Mark Bridge writes:
No prizes for guessing which two mobile tech stories grabbed most of the headlines last week. Tuesday morning saw Nokia’s much-rumoured tablet and phablet launches, with a Windows RT device and two 6-inch smartphones joining the company’s product portfolio.
This was followed on Tuesday evening with Apple’s big news, which centred on its Mac computers and its iPad tablets. There’s a new iPad Air, which runs on the Apple A7 chip and is thinner than ever – and there’s a version of the iPad Mini with a ‘retina’ display.
However, music retailer HMV wasn’t feeling any warmth towards Apple, having discovered the HMV iOS app had been suspended from the Apple App Store. Apparently it was the non-iTunes shopping wot dun it.
Talking of complaints, there’s something of a major spat going on between security company NQ Mobile and by investment research business Muddy Waters. Muddy Waters described NQ as “a massive fraud”, leading to NQ calling the allegations “false and inaccurate”. Somehow I don’t think that’s the last we’ll hear of this.
Being trapped in a contract when the prices go up is one complaint UK regulator Ofcom is determined to end.

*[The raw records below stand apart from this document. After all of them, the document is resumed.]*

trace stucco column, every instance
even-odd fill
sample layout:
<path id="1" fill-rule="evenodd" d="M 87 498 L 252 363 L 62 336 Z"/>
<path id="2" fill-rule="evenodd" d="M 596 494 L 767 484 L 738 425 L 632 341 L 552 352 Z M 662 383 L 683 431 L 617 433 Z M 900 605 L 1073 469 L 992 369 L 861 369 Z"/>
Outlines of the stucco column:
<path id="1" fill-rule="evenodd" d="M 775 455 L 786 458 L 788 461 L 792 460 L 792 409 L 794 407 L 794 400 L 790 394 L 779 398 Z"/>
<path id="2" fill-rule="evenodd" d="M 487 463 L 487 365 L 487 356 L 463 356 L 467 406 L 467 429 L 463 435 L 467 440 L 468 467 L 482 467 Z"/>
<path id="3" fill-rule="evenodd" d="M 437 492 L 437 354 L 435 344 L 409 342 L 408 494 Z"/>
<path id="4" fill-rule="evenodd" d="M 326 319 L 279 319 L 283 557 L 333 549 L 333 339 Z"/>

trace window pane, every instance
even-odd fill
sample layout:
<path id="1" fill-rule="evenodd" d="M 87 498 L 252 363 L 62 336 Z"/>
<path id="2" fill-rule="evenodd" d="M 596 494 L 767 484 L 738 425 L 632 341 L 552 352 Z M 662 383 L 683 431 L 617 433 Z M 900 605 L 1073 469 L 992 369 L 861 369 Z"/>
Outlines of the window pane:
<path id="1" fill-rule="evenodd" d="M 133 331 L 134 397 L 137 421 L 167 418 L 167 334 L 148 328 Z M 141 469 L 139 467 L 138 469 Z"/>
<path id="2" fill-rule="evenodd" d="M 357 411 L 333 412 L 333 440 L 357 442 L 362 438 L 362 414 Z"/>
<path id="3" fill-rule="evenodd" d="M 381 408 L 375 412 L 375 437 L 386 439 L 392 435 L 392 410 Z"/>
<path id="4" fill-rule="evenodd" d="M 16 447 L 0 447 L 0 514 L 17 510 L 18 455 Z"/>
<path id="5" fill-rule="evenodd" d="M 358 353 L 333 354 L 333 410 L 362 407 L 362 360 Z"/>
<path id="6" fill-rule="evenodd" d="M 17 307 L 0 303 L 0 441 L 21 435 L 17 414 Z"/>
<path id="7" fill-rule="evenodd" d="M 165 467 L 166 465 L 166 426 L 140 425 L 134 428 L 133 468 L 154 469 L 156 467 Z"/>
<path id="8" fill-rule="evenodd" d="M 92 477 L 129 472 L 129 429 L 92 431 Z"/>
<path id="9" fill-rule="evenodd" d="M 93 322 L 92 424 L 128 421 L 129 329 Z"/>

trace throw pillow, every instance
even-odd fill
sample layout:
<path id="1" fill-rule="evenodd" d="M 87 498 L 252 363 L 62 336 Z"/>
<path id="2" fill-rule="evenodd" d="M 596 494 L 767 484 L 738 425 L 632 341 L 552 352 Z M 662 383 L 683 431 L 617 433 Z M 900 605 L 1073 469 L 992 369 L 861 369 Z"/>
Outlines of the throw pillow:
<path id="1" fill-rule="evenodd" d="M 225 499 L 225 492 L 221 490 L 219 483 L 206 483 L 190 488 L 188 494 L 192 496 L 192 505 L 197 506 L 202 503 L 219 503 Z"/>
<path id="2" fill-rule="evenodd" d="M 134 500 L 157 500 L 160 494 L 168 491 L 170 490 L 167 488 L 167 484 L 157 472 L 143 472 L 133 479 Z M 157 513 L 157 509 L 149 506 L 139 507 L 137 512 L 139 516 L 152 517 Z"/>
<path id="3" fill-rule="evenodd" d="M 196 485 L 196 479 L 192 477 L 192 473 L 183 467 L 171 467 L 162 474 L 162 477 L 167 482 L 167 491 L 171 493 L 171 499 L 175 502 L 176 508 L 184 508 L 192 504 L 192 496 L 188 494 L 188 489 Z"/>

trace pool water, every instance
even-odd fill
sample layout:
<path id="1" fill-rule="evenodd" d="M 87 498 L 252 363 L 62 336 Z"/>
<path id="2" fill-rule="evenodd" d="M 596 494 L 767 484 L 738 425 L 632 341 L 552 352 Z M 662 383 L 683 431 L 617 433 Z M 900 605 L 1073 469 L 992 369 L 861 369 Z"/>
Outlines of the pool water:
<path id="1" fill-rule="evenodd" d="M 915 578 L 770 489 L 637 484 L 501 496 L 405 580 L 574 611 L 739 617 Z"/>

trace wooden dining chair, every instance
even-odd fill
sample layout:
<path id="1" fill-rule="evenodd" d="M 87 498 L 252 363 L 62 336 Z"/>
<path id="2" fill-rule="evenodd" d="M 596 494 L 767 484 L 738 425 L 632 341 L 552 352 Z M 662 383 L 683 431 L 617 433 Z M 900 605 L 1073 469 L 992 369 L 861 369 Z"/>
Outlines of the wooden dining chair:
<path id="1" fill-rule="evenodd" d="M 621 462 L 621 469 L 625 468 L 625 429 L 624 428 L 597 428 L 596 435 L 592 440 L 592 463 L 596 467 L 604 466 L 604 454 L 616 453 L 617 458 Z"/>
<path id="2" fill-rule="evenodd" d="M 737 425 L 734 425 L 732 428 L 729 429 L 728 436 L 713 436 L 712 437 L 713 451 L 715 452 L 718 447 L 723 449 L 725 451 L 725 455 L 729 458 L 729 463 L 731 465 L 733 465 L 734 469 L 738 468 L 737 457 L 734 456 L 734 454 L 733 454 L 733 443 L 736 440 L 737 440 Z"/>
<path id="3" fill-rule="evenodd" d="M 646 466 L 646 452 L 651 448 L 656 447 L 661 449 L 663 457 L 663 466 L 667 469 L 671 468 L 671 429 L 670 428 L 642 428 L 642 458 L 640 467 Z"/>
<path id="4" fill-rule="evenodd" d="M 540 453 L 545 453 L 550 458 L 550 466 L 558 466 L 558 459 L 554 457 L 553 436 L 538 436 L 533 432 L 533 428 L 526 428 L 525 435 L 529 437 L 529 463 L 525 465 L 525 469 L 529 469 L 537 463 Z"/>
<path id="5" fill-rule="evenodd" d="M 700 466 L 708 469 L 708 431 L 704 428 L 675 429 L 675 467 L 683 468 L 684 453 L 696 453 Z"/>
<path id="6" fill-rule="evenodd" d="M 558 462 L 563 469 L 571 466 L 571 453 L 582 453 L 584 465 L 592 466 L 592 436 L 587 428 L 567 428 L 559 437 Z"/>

It’s clarified the rules allowing customers to withdraw from a fixed-term contract if there is any change likely to be of ‘material detriment’, telling phone and broadband service providers any increase to the subscription cost is likely to be regarded as such a change.
It’s also published a report on telecoms infrastructure that shows public WiFi use growing at a faster rate than mobile data – and has revealed details of “significant gaps” in mobile coverage on UK roads.
Finally, the Metropolitan Police has pointed out that Apple devices aren’t just popular with customers. They’re also a target for criminals; around 10,000 mobile phones are stolen in London every month and around half of these thefts are iPhones. Let’s be careful out there.